Siti menatap Rian, merasakan getaran yang aneh di hatinya. "Kau membuatku merasa tidak sendirian," ujarnya pelan.
Hari-hari berlalu dan perasaan mereka tumbuh semakin dalam. Cinta mulai bersemi di antara mereka. Mereka sering berbagi cerita, harapan, dan impian, menjadikan setiap pertemuan penuh makna. Namun, kebahagiaan itu tak bertahan lama. Rian harus kembali ke kota untuk melanjutkan studinya.
"Siti, aku akan merindukanmu," katanya dengan tatapan serius, saat mereka berdiri di tepi hutan pada hari terakhir Rian di desa.

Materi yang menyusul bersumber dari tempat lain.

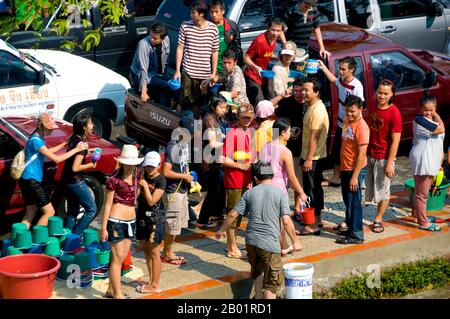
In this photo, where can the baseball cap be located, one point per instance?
(47, 121)
(152, 159)
(187, 122)
(264, 109)
(289, 48)
(246, 110)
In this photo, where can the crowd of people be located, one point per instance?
(259, 138)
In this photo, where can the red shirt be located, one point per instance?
(260, 52)
(236, 140)
(382, 124)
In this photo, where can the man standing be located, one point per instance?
(314, 150)
(301, 21)
(347, 84)
(149, 66)
(197, 51)
(258, 57)
(264, 205)
(229, 35)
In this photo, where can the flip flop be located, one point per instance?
(174, 261)
(143, 291)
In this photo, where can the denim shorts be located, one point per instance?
(119, 230)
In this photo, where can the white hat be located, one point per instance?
(152, 159)
(129, 155)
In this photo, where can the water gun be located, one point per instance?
(197, 187)
(437, 181)
(96, 155)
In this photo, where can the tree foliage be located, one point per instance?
(34, 15)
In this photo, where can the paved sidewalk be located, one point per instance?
(210, 274)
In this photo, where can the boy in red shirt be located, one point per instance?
(236, 156)
(258, 57)
(385, 131)
(355, 138)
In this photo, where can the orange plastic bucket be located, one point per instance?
(28, 276)
(308, 215)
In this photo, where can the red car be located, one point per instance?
(15, 132)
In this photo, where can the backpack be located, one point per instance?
(18, 164)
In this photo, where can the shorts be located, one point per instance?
(177, 212)
(33, 192)
(151, 232)
(270, 264)
(119, 230)
(233, 196)
(377, 183)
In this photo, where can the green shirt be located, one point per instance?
(222, 47)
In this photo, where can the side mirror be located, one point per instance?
(41, 77)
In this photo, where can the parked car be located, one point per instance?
(15, 132)
(63, 84)
(410, 23)
(116, 49)
(376, 58)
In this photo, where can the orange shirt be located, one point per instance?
(353, 135)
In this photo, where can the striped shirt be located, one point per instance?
(301, 25)
(199, 45)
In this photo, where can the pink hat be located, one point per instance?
(47, 121)
(264, 109)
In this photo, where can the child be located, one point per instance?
(425, 157)
(385, 125)
(355, 138)
(30, 182)
(149, 229)
(77, 192)
(119, 215)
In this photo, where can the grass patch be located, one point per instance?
(395, 282)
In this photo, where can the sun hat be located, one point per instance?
(47, 121)
(246, 109)
(152, 159)
(289, 48)
(129, 155)
(264, 109)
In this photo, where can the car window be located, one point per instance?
(398, 68)
(326, 10)
(14, 72)
(359, 13)
(146, 7)
(401, 9)
(358, 70)
(255, 15)
(8, 145)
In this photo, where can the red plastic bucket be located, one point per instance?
(28, 276)
(308, 215)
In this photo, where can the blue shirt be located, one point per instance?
(36, 168)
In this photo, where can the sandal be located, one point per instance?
(379, 226)
(174, 261)
(432, 227)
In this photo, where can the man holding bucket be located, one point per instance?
(264, 205)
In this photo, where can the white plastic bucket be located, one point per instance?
(298, 280)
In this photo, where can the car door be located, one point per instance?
(10, 200)
(410, 79)
(19, 92)
(406, 22)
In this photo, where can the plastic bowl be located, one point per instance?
(269, 74)
(174, 84)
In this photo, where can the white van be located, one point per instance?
(63, 84)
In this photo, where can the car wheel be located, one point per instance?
(97, 191)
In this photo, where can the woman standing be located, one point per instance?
(77, 191)
(119, 217)
(281, 160)
(426, 157)
(215, 129)
(30, 182)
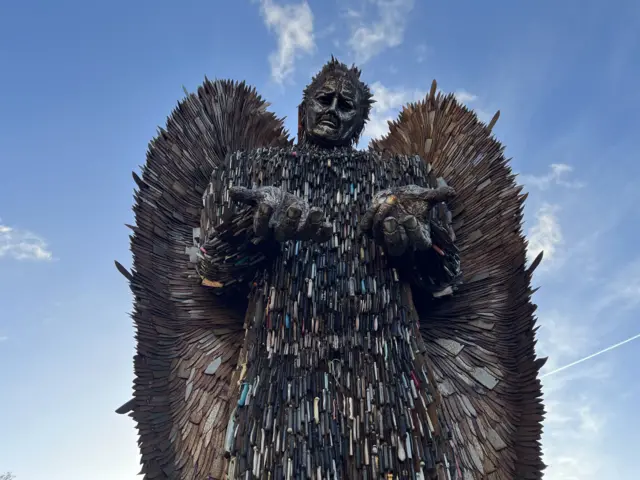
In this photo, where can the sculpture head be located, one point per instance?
(335, 107)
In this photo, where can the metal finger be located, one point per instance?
(418, 233)
(395, 236)
(286, 226)
(261, 219)
(440, 194)
(323, 233)
(366, 222)
(244, 195)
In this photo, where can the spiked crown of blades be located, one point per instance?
(335, 69)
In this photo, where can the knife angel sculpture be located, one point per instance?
(311, 310)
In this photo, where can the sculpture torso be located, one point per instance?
(336, 384)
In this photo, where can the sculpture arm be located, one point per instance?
(227, 250)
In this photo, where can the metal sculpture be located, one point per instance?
(315, 311)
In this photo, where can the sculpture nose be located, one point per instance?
(333, 105)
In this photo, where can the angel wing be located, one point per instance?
(188, 341)
(481, 340)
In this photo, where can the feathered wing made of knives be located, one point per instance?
(481, 341)
(242, 371)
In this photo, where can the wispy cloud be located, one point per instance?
(369, 38)
(22, 244)
(591, 356)
(556, 176)
(293, 26)
(389, 101)
(545, 236)
(574, 423)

"Aku juga, Rian. Tapi kita akan bertemu lagi, kan?" harap Siti, meski hatinya terasa berat.
"Pasti," jawab Rian, mencoba meyakinkan diri sendiri. Mereka saling berpelukan, mengikat janji bahwa cinta mereka akan bertahan meski jarak memisahkan.
Setelah Rian pergi, Siti merasakan kehampaan yang mendalam. Hutan yang dulu terasa penuh kehidupan kini hanya menyisakan kesunyian. Dia sering merindukan tawa dan senyum Rian. Tak lama setelah kepergian Rian, Siti mulai merasa tidak enak badan. Mual dan lelah terus menghantuinya.
"Siti, kau tidak baik-baik saja?" tanya salah satu tetangga saat melihatnya lesu di kebun.
"Tidak apa-apa, Bu. Hanya sedikit lelah," jawab Siti, berusaha menyembunyikan rasa khawatir.
Namun, saat bulan berganti, Siti menyadari bahwa dia hamil. Hati kecilnya bergetar. "Bagaimana bisa ini terjadi?" gumamnya. Rian sudah pergi, dan kini dia harus menghadapi kenyataan ini sendirian.
Malam-malam terasa semakin panjang. Rasa mual dan nyeri datang silih berganti. Siti memikirkan Rian, berharap dia di sini untuk membantunya. Suatu malam, saat bulan purnama bersinar cerah, rasa sakit mulai datang. Dia merasakan kontraksi pertamanya.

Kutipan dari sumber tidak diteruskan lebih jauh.